I actually couldn’t find a lot of information online about a eubiotic diet (what? something a million people haven’t blogged about? It cannot be true!), so I thought I’d write a little bit about it in case other people are searching for information.
The diet is pretty restrictive (and a bit hard to understand), but the main “no”s are:
- sugar (which is in almost everything, including most store bought sauces etc.)
- grains (with the exception of brown rice and quinoa)
- fruit (except berries and apples, although on a strict eubiotic diet, these are out too)
- mushrooms or corn
- beans, lentils, chickpeas
- peanuts/peanut butter (what!? apparently peanuts have some sort of mold-toxin coating)
- fermented foods such as pickled foods, vinegar (which is in a lot of condiments), wines, and alcohol
The list of “yes”s:
- vegetables such as asparagus, broccoli, brussel sprouts, cauliflower, kale, lettuce, spinach, and zucchini
- most spices, as well as garlic and onions
- olive oil
- goat cheese (yes!)
- brown rice and quinoa
- various other meats (not helpful for me, as I don’t partake in the meat-eating)
- apples and berries (see above, not normally allowed)
- tofu (again, a strict eubiotic diet does not allow soy)
- plain yogurt (dairy is a general no-no, but I could have yogurt)
- almonds and almond butter (yes!)
- most nuts and seeds
The above lists are not comprehensive, but they generally reflect my understanding, and what I did and didn’t eat. I was on the diet for 20 days. It was definitely really hard the first 4-5 days. I did get somewhat used to it after that, but around day 10 I got really bored of eating the same foods over and over. On day 13 I ‘cheated’ and had a regular meal as it was my work’s Christmas lunch celebration, but other than that, I stuck to the diet strictly.

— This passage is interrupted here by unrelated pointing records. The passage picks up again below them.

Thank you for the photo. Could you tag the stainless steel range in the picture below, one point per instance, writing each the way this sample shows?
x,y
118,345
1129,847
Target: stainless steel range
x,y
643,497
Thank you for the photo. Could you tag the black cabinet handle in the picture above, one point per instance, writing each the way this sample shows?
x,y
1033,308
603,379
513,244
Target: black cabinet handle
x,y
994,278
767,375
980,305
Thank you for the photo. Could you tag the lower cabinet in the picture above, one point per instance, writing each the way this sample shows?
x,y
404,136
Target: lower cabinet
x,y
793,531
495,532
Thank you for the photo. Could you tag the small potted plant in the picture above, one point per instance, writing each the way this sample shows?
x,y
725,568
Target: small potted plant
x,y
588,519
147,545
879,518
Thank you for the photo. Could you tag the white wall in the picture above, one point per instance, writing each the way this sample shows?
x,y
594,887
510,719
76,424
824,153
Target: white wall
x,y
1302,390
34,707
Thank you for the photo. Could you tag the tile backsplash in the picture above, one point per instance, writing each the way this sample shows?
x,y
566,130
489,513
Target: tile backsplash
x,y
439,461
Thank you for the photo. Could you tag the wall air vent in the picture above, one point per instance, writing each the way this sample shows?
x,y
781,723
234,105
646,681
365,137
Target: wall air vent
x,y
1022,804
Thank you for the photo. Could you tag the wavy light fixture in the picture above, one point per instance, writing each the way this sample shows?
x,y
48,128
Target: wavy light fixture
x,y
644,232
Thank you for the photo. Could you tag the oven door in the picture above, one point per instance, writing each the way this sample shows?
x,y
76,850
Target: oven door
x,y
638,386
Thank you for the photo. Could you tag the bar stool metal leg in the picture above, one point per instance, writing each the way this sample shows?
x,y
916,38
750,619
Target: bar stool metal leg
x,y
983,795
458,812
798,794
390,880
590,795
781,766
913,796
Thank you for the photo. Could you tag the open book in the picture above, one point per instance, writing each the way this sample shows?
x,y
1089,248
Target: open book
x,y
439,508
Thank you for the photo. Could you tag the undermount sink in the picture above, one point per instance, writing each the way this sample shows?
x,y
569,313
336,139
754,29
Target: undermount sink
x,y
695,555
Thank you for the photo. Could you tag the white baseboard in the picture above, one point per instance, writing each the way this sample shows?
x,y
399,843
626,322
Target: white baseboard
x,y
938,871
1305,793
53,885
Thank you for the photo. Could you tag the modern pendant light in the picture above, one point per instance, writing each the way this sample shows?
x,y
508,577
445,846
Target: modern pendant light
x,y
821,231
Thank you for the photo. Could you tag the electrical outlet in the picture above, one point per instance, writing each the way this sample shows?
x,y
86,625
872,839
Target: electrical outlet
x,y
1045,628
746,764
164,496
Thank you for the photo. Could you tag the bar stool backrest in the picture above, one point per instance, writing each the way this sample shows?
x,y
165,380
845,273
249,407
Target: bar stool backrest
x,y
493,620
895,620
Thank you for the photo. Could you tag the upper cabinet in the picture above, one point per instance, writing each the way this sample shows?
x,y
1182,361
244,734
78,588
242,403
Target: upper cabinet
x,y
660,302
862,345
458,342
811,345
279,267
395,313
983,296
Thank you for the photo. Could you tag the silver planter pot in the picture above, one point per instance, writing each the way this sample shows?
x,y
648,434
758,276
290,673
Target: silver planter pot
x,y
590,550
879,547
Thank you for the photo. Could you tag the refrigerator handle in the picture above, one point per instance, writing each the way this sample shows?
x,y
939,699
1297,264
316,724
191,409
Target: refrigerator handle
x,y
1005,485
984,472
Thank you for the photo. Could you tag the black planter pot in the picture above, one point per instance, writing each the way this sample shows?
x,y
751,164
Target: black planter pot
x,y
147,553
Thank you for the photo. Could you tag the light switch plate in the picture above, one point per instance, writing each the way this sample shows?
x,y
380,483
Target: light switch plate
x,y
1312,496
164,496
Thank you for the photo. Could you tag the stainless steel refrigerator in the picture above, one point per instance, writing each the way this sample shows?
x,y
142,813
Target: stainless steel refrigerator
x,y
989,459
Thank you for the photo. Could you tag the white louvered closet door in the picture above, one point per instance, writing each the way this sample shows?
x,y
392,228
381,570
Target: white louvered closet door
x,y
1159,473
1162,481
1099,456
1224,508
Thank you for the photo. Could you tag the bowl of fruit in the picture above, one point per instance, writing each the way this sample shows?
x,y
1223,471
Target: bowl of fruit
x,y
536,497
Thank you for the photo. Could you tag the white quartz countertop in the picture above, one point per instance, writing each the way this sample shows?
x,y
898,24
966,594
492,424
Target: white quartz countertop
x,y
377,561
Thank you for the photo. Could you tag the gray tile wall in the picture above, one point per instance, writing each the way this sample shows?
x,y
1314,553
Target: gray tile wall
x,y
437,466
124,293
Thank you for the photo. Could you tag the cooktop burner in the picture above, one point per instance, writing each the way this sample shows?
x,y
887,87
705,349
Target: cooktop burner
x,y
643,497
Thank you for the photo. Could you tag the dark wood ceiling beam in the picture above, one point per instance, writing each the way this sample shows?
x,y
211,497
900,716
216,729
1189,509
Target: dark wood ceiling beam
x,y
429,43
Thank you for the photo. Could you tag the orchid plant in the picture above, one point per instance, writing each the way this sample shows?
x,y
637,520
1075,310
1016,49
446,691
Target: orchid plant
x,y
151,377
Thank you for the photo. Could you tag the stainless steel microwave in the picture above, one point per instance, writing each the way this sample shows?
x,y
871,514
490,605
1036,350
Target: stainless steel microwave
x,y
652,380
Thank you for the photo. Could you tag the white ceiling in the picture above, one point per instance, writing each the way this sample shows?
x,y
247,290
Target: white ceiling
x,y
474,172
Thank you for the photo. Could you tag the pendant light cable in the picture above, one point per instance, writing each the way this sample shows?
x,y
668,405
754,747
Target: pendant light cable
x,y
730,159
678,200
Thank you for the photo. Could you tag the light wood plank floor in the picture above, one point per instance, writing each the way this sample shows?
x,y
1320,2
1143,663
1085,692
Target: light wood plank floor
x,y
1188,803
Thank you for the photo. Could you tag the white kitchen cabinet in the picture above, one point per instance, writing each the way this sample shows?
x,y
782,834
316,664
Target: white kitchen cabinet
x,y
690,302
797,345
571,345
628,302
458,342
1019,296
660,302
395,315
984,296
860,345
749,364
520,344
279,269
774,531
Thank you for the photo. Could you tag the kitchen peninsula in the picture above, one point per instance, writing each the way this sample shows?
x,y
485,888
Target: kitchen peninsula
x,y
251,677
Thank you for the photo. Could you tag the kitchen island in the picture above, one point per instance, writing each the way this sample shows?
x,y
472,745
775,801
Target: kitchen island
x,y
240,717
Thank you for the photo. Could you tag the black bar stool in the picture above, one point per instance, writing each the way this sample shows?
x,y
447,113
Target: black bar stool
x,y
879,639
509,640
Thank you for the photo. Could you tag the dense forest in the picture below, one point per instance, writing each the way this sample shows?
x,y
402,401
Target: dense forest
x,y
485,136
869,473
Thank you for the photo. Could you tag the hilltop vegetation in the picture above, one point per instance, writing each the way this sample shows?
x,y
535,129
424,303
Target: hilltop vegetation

Speaking of cheating, I should also mention that ‘cheating’ on the diet is really, really counter-productive (I know, I know, I just told you I did it). The reason is that as the diet progresses, the ‘bad’ gut flora begins to die off, but more resistant ones take longer to die. So if you cheat (especially with sugar), it gives the more resistant bacteria food to survive, making it more difficult to get rid of.
It’s only been a few weeks since the diet was over, so I’m still evaluating my symptoms and trying to determine if I feel any better. I’ll be sure to update if any miracles occur.